Target
I have a Pandas data frame, as shown below, with multiple columns and would like to get the total of column, MyColumn.
Data Frame – df:
print df
X MyColumn Y Z 0 A 84 13.0 69.0 1 B 76 77.0 127.0 2 C 28 69.0 16.0 3 D 28 28.0 31.0 4 E 19 20.0 85.0 5 F 84 193.0 70.0
My attempt:
I have attempted to get the sum of the column using groupby and .sum():
Total = df.groupby['MyColumn'].sum() print Total
This causes the following error:
TypeError: 'instancemethod' object has no attribute '__getitem__'
Expected Output
I’d have expected the output to be as followed:
319
Or alternatively, I would like df to be edited with a new row entitled TOTAL containing the total:
X MyColumn Y Z 0 A 84 13.0 69.0 1 B 76 77.0 127.0 2 C 28 69.0 16.0 3 D 28 28.0 31.0 4 E 19 20.0 85.0 5 F 84 193.0 70.0 TOTAL 319
Answers:
Thank you for visiting the Q&A section on Magenaut. Please note that all the answers may not help you solve the issue immediately. So please treat them as advisements. If you found the post helpful (or not), leave a comment & I’ll get back to you as soon as possible.
Method 1
You should use sum:
Total = df['MyColumn'].sum() print (Total) 319
Then you use loc with Series, in that case the index should be set as the same as the specific column you need to sum:
df.loc['Total'] = pd.Series(df['MyColumn'].sum(), index = ['MyColumn'])
print (df)
X MyColumn Y Z
0 A 84.0 13.0 69.0
1 B 76.0 77.0 127.0
2 C 28.0 69.0 16.0
3 D 28.0 28.0 31.0
4 E 19.0 20.0 85.0
5 F 84.0 193.0 70.0
Total NaN 319.0 NaN NaN
because if you pass scalar, the values of all rows will be filled:
df.loc['Total'] = df['MyColumn'].sum()
print (df)
X MyColumn Y Z
0 A 84 13.0 69.0
1 B 76 77.0 127.0
2 C 28 69.0 16.0
3 D 28 28.0 31.0
4 E 19 20.0 85.0
5 F 84 193.0 70.0
Total 319 319 319.0 319.0
Two other solutions are with at, and ix see the applications below:
df.at['Total', 'MyColumn'] = df['MyColumn'].sum()
print (df)
X MyColumn Y Z
0 A 84.0 13.0 69.0
1 B 76.0 77.0 127.0
2 C 28.0 69.0 16.0
3 D 28.0 28.0 31.0
4 E 19.0 20.0 85.0
5 F 84.0 193.0 70.0
Total NaN 319.0 NaN NaN
df.ix['Total', 'MyColumn'] = df['MyColumn'].sum()
print (df)
X MyColumn Y Z
0 A 84.0 13.0 69.0
1 B 76.0 77.0 127.0
2 C 28.0 69.0 16.0
3 D 28.0 28.0 31.0
4 E 19.0 20.0 85.0
5 F 84.0 193.0 70.0
Total NaN 319.0 NaN NaN
Note: Since Pandas v0.20, ix has been deprecated.
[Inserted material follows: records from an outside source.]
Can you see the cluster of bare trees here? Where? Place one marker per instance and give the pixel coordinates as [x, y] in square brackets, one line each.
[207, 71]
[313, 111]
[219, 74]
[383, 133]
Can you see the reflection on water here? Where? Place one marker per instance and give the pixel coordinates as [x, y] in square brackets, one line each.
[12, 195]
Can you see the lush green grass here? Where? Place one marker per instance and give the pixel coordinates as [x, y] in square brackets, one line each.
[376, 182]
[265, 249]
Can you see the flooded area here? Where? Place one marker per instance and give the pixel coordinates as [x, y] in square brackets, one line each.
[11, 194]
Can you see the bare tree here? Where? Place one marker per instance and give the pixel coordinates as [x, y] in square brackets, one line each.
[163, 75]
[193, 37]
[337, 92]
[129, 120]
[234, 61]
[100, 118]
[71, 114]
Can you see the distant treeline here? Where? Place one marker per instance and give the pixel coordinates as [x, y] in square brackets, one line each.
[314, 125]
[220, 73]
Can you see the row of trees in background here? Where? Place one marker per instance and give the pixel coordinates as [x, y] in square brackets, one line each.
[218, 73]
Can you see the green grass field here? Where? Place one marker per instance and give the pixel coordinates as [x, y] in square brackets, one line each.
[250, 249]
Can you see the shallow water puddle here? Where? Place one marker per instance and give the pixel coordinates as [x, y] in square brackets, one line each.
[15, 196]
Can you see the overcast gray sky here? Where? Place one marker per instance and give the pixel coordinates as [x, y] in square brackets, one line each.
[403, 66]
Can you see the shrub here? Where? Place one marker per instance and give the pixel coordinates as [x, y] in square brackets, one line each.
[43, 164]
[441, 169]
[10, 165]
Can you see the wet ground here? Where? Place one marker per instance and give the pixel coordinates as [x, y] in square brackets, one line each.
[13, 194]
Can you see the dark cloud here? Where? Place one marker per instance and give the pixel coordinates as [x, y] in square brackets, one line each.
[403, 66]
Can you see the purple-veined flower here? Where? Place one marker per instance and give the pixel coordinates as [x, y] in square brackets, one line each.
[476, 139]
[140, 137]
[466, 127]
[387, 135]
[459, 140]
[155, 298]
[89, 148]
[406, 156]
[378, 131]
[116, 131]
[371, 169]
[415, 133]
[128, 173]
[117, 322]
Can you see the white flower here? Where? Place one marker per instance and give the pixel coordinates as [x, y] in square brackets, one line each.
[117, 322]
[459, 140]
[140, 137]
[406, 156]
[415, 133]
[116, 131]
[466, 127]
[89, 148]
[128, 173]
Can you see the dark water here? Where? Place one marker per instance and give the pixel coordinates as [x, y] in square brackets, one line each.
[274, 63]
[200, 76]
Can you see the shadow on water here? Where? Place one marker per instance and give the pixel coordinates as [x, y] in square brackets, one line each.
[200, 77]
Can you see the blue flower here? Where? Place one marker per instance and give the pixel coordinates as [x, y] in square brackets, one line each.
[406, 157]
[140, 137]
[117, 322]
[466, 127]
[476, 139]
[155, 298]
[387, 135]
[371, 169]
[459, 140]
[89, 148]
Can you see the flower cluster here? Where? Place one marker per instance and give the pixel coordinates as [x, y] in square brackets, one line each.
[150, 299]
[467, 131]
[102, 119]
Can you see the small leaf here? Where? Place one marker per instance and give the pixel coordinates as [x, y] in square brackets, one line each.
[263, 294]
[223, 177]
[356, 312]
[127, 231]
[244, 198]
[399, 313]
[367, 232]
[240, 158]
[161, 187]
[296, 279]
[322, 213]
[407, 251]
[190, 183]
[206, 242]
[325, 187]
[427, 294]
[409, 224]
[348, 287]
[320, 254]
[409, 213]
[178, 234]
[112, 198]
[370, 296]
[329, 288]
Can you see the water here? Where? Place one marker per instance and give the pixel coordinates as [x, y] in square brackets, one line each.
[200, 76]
Use loc or iloc instead.
Method 2
Another option you can go with here:
df.loc["Total", "MyColumn"] = df.MyColumn.sum() # X MyColumn Y Z #0 A 84.0 13.0 69.0 #1 B 76.0 77.0 127.0 #2 C 28.0 69.0 16.0 #3 D 28.0 28.0 31.0 #4 E 19.0 20.0 85.0 #5 F 84.0 193.0 70.0 #Total NaN 319.0 NaN NaN
You can also use append() method:
df.append(pd.DataFrame(df.MyColumn.sum(), index = ["Total"], columns=["MyColumn"]))
Update:
In case you need to append sum for all numeric columns, you can do one of the followings:
Use append to do this in a functional manner (doesn’t change the original data frame):
# select numeric columns and calculate the sums
sums = df.select_dtypes(pd.np.number).sum().rename('total')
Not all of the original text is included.